Comment 9 for bug 1911999

Revision history for this message
Christian Ehrhardt  (paelzer) wrote :

Hi,
I reordered this slightly to split into topics properly.

> The problem is that I don't reach "3. finally once I hit my 60 second limit on the paths
> (dev_loss_tmo) they are considered dead" . The paths are never removed and stay "running"
> forever. Maybe it is related to the fact that there is only one HBA active.

> My expectation is the paths to be removed after dev_loss_tmo. However if it is acting on the
> whole rport - we still have healthy paths on the both rports, so it might be actually working
> as expected.

^^ yes I think this part indeed work as expected, but I'm open to be convinced otherwise

> Also when the both paths are failing and the map is flushed(as we have only one FC HBA we have
> only 2 paths to both controllers of the storage), it is expected the devices underneath to be
> removed as well. They are not removed and the map comes back on multipath reload maps.

You saw my example on "failing paths" above which indeed seemed to remove the devices for me.
In Journal/dmesg I had:
  "rport-1:0-0: blocked FC remote port time out: removing target and saving binding"
If the port/path is down (not the LUN) then I'd expect the kernel to trigger that after dev_loss_tmo.

> udev is caching the old disk info, so all the ids should be the same. When you run sg_inq, it
> is checking the real values and returns the real ID. Multipath however is still using the
> cached wrong ids from udev.

> Also the udev is to reluctant to rescan the readded devices because they are never removed.
> When a path is reinstated it should be rescanned to validate that it is in fact the same disk.
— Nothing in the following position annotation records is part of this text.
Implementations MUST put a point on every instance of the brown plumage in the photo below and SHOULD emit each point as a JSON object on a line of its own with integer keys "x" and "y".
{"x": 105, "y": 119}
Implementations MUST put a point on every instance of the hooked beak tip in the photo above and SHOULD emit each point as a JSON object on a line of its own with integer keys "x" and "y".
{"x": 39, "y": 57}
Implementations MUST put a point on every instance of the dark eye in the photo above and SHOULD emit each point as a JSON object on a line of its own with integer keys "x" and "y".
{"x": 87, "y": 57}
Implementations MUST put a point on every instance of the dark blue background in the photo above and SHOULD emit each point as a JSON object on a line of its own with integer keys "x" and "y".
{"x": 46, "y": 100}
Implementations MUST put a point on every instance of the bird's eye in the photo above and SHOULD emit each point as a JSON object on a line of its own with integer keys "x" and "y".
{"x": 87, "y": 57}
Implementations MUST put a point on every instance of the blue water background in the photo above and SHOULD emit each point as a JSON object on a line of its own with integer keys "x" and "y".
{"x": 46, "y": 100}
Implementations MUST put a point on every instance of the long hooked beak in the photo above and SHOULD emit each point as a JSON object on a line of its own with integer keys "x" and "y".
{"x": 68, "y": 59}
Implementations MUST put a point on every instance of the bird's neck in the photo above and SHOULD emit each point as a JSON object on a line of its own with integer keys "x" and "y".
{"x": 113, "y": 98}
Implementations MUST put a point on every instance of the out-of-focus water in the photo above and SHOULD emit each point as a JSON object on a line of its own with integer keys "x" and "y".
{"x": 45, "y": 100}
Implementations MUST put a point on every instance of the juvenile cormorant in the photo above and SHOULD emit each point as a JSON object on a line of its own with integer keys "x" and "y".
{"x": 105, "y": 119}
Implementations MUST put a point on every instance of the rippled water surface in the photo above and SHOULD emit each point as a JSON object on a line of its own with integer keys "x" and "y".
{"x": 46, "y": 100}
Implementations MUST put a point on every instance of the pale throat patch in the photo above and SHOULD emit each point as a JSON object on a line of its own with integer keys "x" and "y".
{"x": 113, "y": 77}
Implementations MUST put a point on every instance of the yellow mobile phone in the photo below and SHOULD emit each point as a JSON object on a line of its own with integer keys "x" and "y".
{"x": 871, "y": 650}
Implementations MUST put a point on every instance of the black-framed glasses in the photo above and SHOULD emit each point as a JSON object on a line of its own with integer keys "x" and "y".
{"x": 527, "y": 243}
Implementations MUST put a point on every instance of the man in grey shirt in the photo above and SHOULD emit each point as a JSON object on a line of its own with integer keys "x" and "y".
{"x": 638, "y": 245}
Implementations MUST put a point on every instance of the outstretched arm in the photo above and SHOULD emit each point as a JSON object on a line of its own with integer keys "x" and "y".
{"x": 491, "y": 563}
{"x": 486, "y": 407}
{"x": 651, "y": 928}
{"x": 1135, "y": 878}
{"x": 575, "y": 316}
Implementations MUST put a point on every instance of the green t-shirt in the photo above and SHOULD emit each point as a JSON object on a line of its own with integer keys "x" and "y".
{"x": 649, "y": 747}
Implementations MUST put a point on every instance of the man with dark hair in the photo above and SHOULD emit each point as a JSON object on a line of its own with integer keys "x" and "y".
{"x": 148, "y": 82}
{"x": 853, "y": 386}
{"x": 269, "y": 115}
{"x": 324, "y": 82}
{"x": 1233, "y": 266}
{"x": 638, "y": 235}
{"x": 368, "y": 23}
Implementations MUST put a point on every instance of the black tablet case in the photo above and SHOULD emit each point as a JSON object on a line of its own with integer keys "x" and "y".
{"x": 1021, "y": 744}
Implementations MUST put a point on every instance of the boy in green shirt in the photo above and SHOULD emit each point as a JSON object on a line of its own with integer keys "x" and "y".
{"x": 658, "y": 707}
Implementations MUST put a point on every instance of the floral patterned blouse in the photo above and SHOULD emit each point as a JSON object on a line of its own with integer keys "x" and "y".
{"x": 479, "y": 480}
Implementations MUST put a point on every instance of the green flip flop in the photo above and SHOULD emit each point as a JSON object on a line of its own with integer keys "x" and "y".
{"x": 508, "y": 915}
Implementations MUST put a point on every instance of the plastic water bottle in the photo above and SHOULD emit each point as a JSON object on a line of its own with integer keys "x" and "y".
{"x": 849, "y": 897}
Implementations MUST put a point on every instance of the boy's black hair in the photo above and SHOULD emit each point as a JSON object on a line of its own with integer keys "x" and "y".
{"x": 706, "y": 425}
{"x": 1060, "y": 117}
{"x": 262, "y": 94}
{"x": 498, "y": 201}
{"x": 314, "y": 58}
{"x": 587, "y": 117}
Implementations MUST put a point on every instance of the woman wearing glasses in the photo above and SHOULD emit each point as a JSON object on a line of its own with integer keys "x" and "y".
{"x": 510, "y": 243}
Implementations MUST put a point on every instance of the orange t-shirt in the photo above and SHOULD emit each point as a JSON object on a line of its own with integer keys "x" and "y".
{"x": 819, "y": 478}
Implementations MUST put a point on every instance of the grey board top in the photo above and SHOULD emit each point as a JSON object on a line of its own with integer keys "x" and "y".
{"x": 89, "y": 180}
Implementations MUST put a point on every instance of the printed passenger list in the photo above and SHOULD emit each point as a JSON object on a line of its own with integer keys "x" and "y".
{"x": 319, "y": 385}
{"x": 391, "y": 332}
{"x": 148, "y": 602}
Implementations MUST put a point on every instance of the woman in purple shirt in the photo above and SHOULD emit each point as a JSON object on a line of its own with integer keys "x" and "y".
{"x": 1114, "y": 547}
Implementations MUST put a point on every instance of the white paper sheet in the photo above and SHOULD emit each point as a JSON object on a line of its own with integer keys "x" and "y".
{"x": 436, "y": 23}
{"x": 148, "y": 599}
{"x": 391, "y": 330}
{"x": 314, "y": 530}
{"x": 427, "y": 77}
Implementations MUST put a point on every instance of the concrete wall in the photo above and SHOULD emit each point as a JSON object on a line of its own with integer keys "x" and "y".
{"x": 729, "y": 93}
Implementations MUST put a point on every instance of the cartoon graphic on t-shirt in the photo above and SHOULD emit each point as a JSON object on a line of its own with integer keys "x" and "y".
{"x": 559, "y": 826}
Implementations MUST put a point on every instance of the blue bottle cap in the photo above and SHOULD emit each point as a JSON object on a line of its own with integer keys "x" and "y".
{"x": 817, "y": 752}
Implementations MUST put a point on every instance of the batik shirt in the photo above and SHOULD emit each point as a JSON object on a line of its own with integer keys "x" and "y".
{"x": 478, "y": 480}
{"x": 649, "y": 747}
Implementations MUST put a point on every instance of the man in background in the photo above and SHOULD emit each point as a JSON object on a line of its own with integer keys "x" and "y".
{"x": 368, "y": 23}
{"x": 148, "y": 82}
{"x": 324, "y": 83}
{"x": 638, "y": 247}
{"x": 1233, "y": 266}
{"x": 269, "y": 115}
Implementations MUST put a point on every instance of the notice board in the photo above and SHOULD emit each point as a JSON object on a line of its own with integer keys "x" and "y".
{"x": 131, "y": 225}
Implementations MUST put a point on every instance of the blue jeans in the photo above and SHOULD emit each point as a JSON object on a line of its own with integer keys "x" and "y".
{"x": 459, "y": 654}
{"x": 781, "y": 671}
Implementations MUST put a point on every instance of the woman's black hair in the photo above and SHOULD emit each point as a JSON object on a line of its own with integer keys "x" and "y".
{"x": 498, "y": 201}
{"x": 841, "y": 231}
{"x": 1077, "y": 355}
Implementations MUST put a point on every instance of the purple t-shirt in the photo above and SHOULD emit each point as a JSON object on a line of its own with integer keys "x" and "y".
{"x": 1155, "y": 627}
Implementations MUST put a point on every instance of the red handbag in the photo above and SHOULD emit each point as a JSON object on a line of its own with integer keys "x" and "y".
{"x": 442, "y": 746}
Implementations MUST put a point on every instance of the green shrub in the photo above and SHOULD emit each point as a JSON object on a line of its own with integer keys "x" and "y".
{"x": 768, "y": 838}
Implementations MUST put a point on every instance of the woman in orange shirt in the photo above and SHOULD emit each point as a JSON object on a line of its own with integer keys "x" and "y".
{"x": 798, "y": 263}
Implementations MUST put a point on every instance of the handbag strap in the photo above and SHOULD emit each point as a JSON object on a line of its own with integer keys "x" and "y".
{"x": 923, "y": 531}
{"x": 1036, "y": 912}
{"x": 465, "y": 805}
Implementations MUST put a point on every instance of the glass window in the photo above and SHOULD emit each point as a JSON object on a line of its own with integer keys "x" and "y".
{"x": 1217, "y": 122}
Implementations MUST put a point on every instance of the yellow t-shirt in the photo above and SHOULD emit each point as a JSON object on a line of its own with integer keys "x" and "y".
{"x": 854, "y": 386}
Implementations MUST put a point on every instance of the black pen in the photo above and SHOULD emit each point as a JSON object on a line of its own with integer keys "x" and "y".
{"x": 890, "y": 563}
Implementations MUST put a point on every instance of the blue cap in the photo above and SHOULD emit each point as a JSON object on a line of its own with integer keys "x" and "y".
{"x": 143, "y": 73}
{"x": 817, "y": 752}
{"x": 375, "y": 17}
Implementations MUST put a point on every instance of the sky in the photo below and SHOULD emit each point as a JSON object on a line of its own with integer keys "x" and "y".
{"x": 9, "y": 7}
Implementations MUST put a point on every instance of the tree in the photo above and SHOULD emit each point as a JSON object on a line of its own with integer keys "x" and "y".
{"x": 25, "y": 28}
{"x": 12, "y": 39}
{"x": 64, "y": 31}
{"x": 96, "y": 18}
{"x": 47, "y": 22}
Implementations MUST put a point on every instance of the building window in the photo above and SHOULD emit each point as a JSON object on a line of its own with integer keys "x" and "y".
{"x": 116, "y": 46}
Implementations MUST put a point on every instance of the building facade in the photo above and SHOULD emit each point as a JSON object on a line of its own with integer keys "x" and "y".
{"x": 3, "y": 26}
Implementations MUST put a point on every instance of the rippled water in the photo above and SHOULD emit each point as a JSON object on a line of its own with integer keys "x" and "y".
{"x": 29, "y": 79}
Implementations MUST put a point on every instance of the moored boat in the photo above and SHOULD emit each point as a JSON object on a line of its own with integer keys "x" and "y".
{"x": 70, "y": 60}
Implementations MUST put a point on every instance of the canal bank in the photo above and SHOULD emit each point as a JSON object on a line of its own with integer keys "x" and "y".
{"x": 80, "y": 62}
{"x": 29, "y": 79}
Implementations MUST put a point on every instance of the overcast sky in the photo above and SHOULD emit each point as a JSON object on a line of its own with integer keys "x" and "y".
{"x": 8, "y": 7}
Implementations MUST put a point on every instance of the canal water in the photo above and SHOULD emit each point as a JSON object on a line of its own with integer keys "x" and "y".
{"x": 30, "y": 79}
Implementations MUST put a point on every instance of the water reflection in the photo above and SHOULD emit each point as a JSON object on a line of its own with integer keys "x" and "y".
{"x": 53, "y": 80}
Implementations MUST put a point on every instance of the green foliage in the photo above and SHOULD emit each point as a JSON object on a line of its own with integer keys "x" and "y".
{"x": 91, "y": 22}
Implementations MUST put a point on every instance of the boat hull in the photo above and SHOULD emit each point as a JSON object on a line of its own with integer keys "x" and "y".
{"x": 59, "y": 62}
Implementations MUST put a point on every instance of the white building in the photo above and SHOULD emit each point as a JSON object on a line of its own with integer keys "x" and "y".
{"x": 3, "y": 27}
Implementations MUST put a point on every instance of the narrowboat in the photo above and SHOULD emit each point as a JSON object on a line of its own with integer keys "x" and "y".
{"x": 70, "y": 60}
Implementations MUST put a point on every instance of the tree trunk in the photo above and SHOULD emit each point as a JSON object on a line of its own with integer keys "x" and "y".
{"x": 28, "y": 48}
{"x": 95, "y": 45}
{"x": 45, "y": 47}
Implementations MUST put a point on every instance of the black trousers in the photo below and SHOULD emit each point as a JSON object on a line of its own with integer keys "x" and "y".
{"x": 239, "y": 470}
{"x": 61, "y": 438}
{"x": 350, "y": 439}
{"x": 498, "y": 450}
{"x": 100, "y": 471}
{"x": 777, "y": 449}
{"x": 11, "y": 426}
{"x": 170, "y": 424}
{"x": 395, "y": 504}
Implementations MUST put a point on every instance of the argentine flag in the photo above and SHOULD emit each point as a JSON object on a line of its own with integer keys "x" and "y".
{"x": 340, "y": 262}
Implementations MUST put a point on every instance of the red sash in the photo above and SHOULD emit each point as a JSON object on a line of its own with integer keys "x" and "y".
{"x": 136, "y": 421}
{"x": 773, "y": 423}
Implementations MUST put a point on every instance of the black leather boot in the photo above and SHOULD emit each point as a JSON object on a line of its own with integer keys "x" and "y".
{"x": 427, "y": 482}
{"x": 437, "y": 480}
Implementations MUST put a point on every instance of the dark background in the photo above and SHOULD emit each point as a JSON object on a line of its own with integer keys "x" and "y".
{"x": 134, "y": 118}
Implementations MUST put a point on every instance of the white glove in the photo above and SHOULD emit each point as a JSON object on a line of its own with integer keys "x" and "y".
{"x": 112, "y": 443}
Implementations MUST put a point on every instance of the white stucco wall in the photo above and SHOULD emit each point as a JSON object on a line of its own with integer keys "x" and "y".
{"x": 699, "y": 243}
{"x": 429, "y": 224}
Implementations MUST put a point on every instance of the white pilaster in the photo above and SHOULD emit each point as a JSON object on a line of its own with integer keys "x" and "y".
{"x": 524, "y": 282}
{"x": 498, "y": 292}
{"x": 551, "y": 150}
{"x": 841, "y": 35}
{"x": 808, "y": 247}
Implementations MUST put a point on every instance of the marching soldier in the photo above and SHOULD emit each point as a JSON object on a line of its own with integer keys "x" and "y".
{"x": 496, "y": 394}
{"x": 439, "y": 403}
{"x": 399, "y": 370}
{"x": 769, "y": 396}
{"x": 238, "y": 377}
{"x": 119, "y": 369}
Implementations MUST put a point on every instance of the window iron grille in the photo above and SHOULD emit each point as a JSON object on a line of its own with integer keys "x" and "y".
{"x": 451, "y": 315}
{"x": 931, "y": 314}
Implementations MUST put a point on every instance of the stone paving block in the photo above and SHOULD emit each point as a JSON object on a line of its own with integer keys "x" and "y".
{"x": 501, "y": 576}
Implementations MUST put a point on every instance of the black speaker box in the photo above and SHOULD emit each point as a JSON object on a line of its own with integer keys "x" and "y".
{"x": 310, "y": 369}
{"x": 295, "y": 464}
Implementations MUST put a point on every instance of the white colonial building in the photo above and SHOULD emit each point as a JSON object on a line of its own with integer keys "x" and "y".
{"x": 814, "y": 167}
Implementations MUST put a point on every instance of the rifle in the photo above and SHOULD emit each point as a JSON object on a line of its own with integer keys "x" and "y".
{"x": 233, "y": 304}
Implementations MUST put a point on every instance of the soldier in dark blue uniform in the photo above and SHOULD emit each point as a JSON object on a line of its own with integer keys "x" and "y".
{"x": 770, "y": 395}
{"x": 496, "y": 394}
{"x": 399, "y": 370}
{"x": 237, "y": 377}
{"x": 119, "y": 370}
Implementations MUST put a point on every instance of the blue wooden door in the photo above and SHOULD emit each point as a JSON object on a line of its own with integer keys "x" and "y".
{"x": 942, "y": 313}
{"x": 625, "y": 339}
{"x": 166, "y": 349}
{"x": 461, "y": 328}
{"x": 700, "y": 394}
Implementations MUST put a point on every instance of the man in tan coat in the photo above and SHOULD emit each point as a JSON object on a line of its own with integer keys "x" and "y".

^^ I agree to this, if indeed the UUID changed but is cached/not-rescanned that seems like an issue to me.

> Please tell me if you need more information.

I don't think "I/we" need any more here - it seems to be something that the multipath-tools don't do yet (or it could, but we both fail to see the right mix of config options to do so).

The next step to me seems to be to engage with upstream which is usually done best by the affected person. As mentioned before that would be at [1][2].
A link back to the discussion/issue would be awesome so that we can track the outcome and integrate it into Ubuntu.

[1]: https://www.redhat.com/mailman/listinfo/dm-devel
[2]: https://github.com/opensvc/multipath-tools/issues